Here's an example of how you use it:
#!/usr/bin/perl
use Tandyman;
$sequence = "ATGCATCGTAGCGTTCAGTCGGCATCTATCTGACGTACTCTTACTGCATGAGTCTAGCTGTACTACGTACGAGCTGAGCAGCGTACgTG";
my $tandy = Tandyman->new(\$sequence,'n'); #Can't believe I coded it to take a scalar reference! Prob. fresh out of a cpp class when I wrote it.
$tandy->SetParams(4,2,3,3,4);
#The parameters are, in order:
# repeat unit size
# min number of repeat units to require a hit
# allowed mistakes per unit (an upper bound for "mistake concentration")

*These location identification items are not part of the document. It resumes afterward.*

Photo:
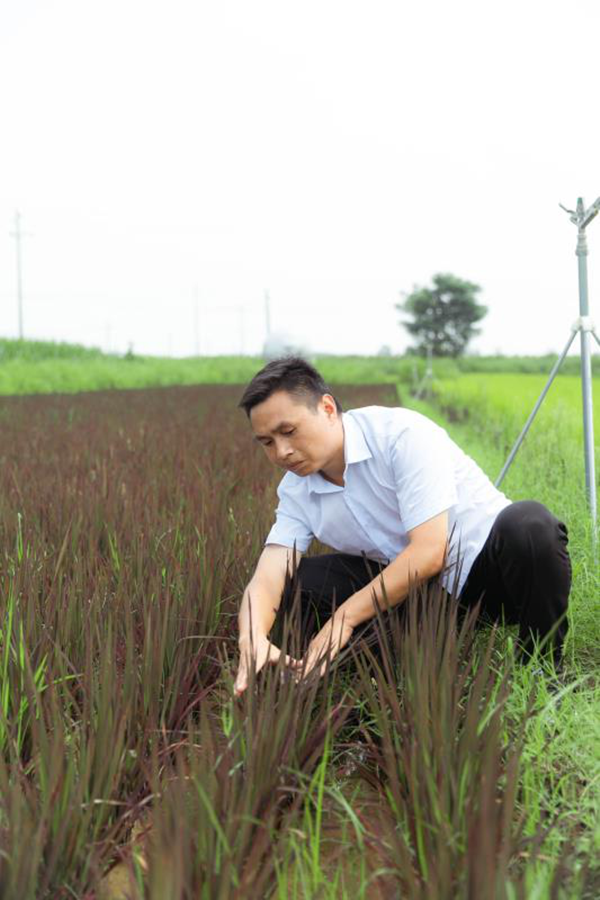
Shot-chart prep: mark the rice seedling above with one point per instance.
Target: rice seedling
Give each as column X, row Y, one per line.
column 130, row 522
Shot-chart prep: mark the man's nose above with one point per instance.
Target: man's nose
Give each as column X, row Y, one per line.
column 284, row 451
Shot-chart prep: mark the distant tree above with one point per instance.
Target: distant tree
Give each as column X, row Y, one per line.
column 443, row 317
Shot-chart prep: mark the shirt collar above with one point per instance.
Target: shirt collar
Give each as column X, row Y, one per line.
column 355, row 450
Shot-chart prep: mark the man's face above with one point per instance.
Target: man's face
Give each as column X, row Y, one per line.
column 296, row 437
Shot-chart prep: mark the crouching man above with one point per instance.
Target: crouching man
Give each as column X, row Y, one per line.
column 400, row 501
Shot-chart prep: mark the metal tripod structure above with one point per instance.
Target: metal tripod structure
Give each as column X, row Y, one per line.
column 581, row 217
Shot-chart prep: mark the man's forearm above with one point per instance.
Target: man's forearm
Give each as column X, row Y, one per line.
column 258, row 602
column 410, row 567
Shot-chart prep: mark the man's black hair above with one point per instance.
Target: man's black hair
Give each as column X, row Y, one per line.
column 287, row 373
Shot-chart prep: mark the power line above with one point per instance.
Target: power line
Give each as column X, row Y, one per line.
column 18, row 236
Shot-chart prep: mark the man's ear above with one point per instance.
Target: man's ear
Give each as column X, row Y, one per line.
column 329, row 405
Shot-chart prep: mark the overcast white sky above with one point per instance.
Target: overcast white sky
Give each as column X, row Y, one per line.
column 333, row 153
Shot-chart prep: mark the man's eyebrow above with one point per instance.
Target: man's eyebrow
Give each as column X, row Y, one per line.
column 284, row 424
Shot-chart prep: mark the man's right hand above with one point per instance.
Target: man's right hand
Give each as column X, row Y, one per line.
column 264, row 651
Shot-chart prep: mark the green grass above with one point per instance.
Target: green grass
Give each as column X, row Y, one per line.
column 41, row 367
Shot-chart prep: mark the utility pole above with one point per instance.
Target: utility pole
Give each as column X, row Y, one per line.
column 18, row 235
column 196, row 320
column 242, row 329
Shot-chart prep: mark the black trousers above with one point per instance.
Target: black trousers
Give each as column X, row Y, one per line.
column 522, row 576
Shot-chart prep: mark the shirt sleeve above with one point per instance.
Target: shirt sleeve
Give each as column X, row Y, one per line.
column 291, row 523
column 423, row 471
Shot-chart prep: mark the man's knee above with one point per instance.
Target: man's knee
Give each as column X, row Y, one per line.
column 528, row 527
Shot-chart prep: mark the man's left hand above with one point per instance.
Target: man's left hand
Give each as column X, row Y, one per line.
column 334, row 634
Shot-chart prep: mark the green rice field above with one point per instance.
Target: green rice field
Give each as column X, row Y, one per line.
column 130, row 522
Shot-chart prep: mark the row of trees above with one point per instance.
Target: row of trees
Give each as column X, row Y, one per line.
column 443, row 318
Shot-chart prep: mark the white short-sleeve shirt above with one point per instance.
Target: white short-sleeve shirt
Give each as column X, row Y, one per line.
column 401, row 470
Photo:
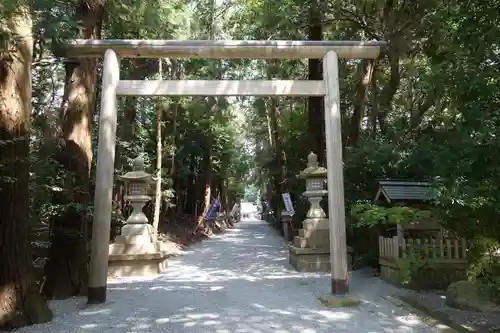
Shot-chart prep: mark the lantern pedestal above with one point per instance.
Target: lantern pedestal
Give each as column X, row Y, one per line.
column 310, row 250
column 135, row 252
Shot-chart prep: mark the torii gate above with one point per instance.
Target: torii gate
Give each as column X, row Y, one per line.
column 112, row 86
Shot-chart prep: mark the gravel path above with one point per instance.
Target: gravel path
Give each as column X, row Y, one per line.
column 237, row 282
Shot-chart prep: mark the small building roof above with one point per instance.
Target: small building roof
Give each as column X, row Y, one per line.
column 397, row 190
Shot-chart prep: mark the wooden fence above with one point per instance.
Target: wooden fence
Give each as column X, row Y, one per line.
column 431, row 248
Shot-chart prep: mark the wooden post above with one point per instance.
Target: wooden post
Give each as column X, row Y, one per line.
column 98, row 273
column 334, row 163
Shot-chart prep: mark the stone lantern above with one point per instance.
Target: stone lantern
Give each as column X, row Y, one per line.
column 315, row 177
column 310, row 250
column 137, row 183
column 135, row 253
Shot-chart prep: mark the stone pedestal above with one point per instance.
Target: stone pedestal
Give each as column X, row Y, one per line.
column 310, row 251
column 135, row 254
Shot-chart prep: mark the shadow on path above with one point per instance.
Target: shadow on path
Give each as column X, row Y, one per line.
column 237, row 282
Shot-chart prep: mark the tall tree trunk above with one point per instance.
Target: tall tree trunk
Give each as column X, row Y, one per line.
column 364, row 74
column 20, row 300
column 277, row 176
column 159, row 157
column 66, row 270
column 315, row 105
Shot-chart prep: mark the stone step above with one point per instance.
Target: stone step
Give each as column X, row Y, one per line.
column 310, row 262
column 316, row 240
column 300, row 242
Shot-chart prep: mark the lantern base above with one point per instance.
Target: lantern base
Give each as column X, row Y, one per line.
column 135, row 254
column 148, row 264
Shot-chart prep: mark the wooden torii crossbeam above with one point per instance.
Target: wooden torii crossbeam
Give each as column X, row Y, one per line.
column 112, row 86
column 225, row 49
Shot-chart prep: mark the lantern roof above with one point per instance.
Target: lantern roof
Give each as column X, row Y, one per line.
column 138, row 171
column 313, row 169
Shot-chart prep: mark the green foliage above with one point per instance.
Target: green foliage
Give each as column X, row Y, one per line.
column 370, row 215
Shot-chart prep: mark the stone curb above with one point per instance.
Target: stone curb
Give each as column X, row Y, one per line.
column 429, row 316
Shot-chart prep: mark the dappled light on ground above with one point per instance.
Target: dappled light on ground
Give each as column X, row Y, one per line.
column 235, row 282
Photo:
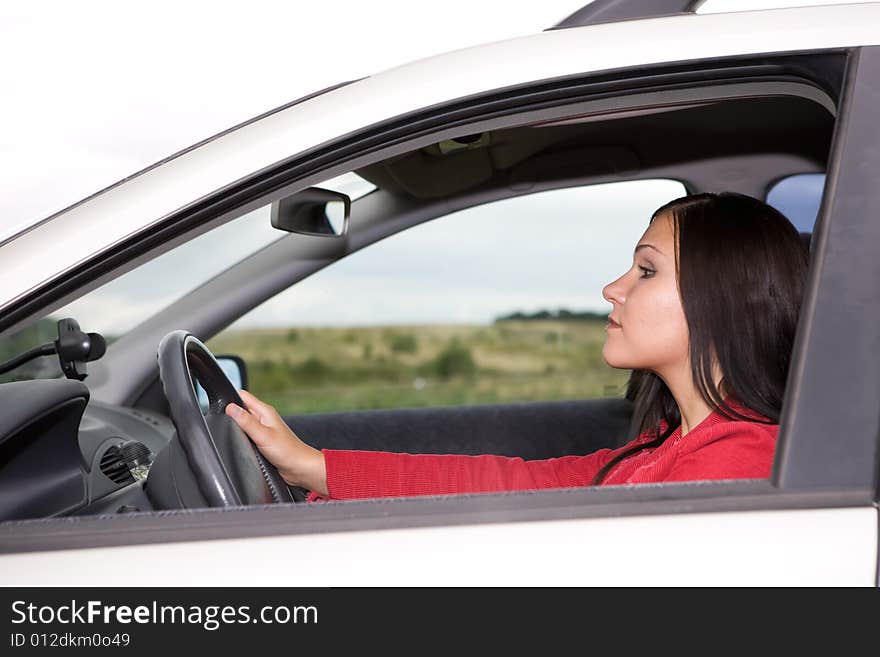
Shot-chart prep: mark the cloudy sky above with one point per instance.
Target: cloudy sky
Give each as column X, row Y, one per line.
column 96, row 90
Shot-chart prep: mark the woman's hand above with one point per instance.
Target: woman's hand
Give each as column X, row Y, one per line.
column 297, row 463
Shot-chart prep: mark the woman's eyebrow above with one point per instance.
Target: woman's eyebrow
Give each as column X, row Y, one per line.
column 647, row 246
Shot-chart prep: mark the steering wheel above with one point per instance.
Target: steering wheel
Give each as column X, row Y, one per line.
column 227, row 466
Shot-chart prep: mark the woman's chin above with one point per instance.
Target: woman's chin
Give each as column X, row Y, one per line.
column 613, row 360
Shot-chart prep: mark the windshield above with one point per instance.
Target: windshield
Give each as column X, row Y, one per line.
column 118, row 306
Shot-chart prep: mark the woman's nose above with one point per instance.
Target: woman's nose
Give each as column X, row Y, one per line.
column 613, row 292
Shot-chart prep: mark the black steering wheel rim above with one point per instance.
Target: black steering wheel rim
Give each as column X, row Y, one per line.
column 227, row 466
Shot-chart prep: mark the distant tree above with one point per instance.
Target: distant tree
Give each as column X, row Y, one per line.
column 455, row 360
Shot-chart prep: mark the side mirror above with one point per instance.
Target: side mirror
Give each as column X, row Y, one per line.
column 313, row 211
column 234, row 369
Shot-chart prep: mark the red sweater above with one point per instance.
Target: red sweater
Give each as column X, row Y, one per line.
column 717, row 448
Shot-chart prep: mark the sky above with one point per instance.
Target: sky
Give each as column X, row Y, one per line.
column 97, row 90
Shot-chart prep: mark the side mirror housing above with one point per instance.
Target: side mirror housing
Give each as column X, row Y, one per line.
column 313, row 211
column 234, row 369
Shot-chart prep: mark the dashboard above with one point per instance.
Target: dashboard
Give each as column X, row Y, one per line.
column 64, row 454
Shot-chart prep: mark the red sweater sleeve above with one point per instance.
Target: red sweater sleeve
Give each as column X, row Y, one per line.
column 353, row 474
column 739, row 450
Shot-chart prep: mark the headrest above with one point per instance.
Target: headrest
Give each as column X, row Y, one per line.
column 807, row 238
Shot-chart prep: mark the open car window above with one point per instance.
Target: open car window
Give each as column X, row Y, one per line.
column 498, row 303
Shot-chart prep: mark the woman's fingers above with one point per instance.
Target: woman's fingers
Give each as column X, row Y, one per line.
column 250, row 424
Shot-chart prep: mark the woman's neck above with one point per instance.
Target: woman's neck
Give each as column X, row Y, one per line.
column 691, row 406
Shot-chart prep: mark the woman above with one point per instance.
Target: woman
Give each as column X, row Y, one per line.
column 705, row 318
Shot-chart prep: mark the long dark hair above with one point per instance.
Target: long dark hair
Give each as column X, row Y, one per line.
column 741, row 268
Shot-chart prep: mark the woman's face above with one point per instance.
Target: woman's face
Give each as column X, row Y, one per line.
column 652, row 332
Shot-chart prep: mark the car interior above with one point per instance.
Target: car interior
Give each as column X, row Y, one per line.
column 110, row 444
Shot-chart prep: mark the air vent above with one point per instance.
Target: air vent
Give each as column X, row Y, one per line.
column 113, row 465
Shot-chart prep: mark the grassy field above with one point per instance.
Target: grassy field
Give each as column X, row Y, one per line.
column 308, row 370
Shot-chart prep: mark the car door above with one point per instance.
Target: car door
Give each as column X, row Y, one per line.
column 815, row 521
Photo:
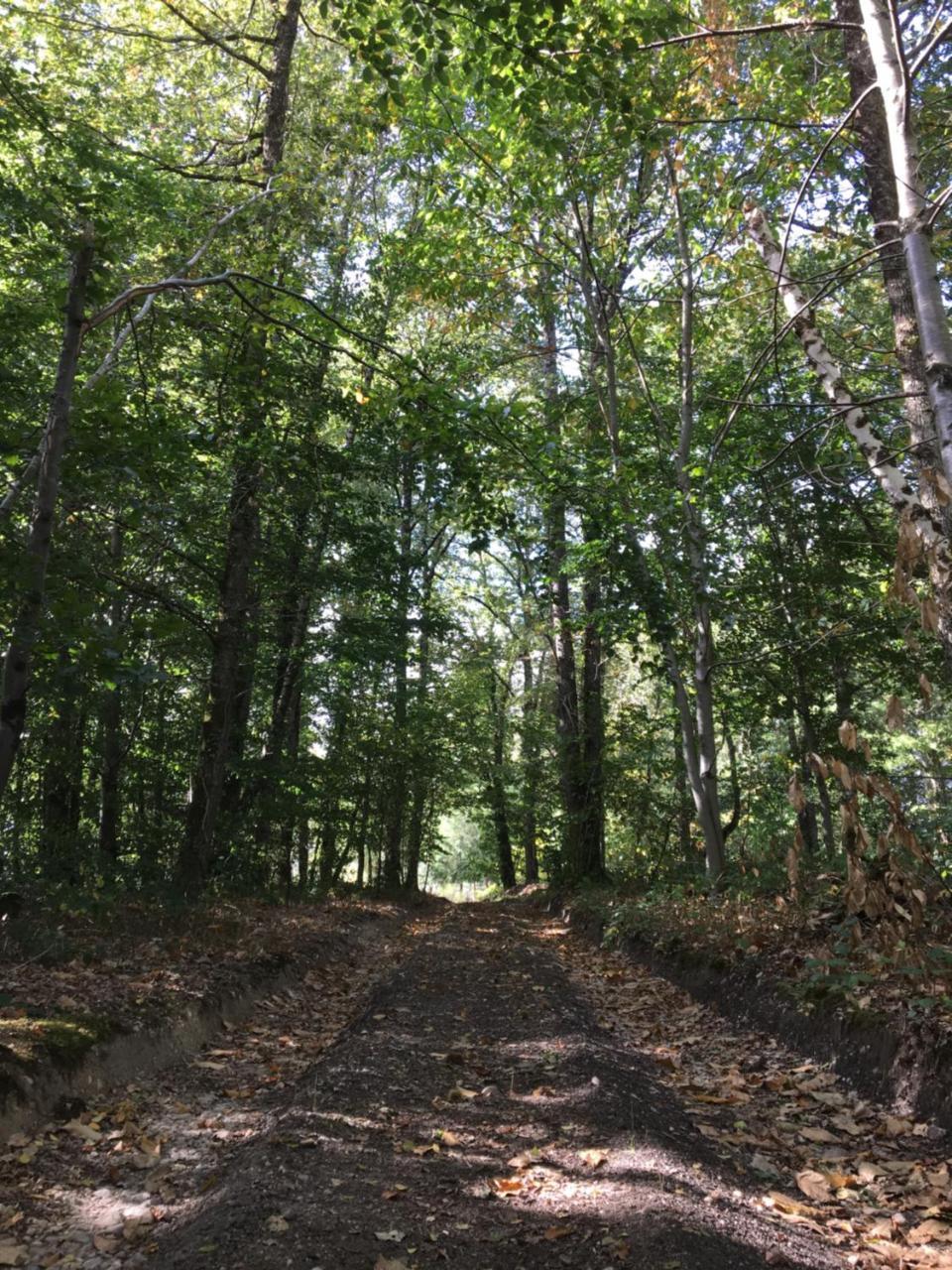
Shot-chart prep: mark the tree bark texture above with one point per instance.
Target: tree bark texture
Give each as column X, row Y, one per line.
column 26, row 627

# allowed mistakes per window (a lower bound for "mistake concentration")
# number of units in a "window"
while(#repeat_info = $tandy->FindRepeat())
{print(join("\t",#repeat_info),"\n")}
The output of this test looks like this (and takes a horrendous 11 seconds to run):
25 32 TCTA 2 0.87 TCTA TCTG
58 72 CGTA 4 0.81 CTGTA CTA CGTA CGA
82 89 CGTA 2 0.87 CGTA CGTG
45 51 TGCA 2 0.87 TGCA TGA
65 72 ACGA 2 0.87 ACGT ACGA
23 29 CTAT 2 0.87 CAT CTAT
36 45 TACT 3 0.83 TACT CT TACT
24 31 ATCT 2 1 ATCT ATCT
51 59 AGCT 2 0.87 AGTCT AGCT
33 39 ACGT 2 0.87 ACGT ACT
62 72 ACGT 3 0.83 ACT ACGT ACGA
80 88 ACGT 2 0.87 AGCGT ACGT
81 88 GCGT 2 0.87 GCGT ACGT
63 70 CTAC 2 0.87 CTAC GTAC
32 38 GTAC 2 0.87 GAC GTAC
60 74 GTAC 4 0.81 GTAC TAC GTAC GAGC
23 30 CATC 2 0.87 CATC TATC
71 82 GAGC 3 0.83 GAGC TGAGC AGC
1 7 ATGC 2 0.87 ATGC ATC
54 60 CTAG 2 0.87 CTAG CTG
15 22 TCAG 2 0.87 TCAG TCGG
70 81 CGAG 3 0.83 CGAG CTGAG CAG
44 50 CATG 2 0.87 CTG CATG
25 32 TCTG 2 0.87 TCTA TCTG
82 89 CGTG 2 0.87 CGTA CGTG
55 73 TACG 5 0.75 TAGCTG TAC TACG TACG AG
69 83 AGCG 4 0.81 ACG AGCTG AGC AGCG
15 22 TCGG 2 0.87 TCAG TCGG
As you can see, it allows indels and SNPs. The columns are, in order:
Start position
Stop position
Consensus sequence
The number of units found
A quality metric out of 1
The repeat units separated by spaces
Note, that it's easy to supply parameters (as you can see from the output above) that will output junk/insignificant "repeats", but if you know how to supply good params, it can find what you set it upon finding.
Unfortunately, the package is not publicly available. I never bothered to make it available since it's so slow and not amenable to even prokaryotic-sized genome searches (though it would be workable for individual genes). In my novice coding days, I had started to add a feature to take a "state" as input so that I could run it on sections of a sequence in parallel and I never finished that once I learned hashes would make it so much faster. By that point, I had moved on to other projects. But if it would suit your needs, message me, I can email you a copy.
It's just shy of 1000 lines of code, but it has lots of bells & whistles, such as the allowance of IUPAC ambiguity codes (BDHVRYKMSWN). It works for both amino acids and nucleic acids. It filters out internal repeats (e.g. does not report TTTT or ATAT as 4nt consensuses).